Em matéria impressa na edição de domingo, dia 27/03/2011, o jornal O Liberal, um dos três de maior circulação no estado do Pará, prestou um desserviço ao jornalismo. Ou melhor: ao povo paraense. O Liberal mentiu. Na realidade, reproduziu uma mentira, seguidamente contada pelo Governo Federal e por aqueles que defendem a construção da usina hidrelétrica de Belo Monte: a de que o projeto de barramento do Rio Xingu vai gerar milhares de empregos e contribuir para o desenvolvimento da região de Altamira e municípios vizinhos.
A conta é simples de se fazer, segundo os próprios dados do Governo. O Estudo de Impacto Ambiental e o Relatório de Impacto Ambiental – EIA/RIMA estimam que 96 mil pessoas sejam atraídas para Altamira e região, ao longo do período das obras. Entretanto, o mesmo estudo afirma que “no pico das obras, deverão ser gerados mais de 18 mil empregos diretos e cerca de 23 mil indiretos”, totalizando a abertura de 41 mil postos de trabalho.
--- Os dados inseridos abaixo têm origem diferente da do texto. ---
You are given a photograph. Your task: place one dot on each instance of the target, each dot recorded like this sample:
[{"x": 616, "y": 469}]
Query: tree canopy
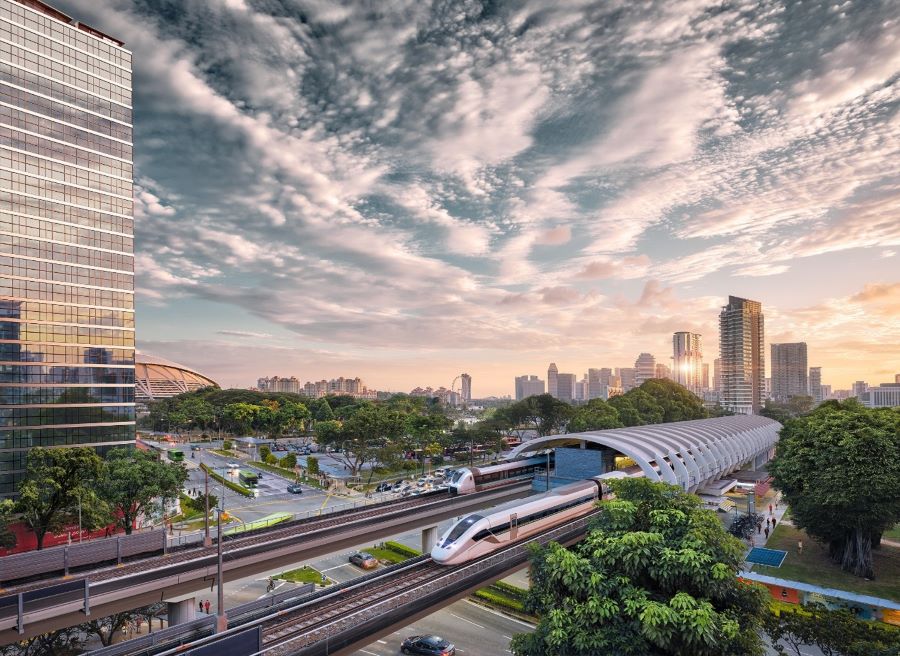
[
  {"x": 656, "y": 575},
  {"x": 839, "y": 470}
]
Qualquer criança que tenha aprendido as operações básicas da matemática pode fazer essa subtração: 96 menos 41 é igual a 55. Ou seja, a hidrelétrica de Belo Monte vai gerar 55 mil desempregos. Isso nas contas do próprio Governo e das três empreiteiras que fizeram o EIA/RIMA (Andrade Gutierrez, Camargo Corrêa e Odebrecht), e se levarmos em consideração os números conservadores dos defensores da UHE Belo Monte, porque alguns críticos falam em mais de 150 mil pessoas se deslocando para o Xingu, em busca de um novo eldorado.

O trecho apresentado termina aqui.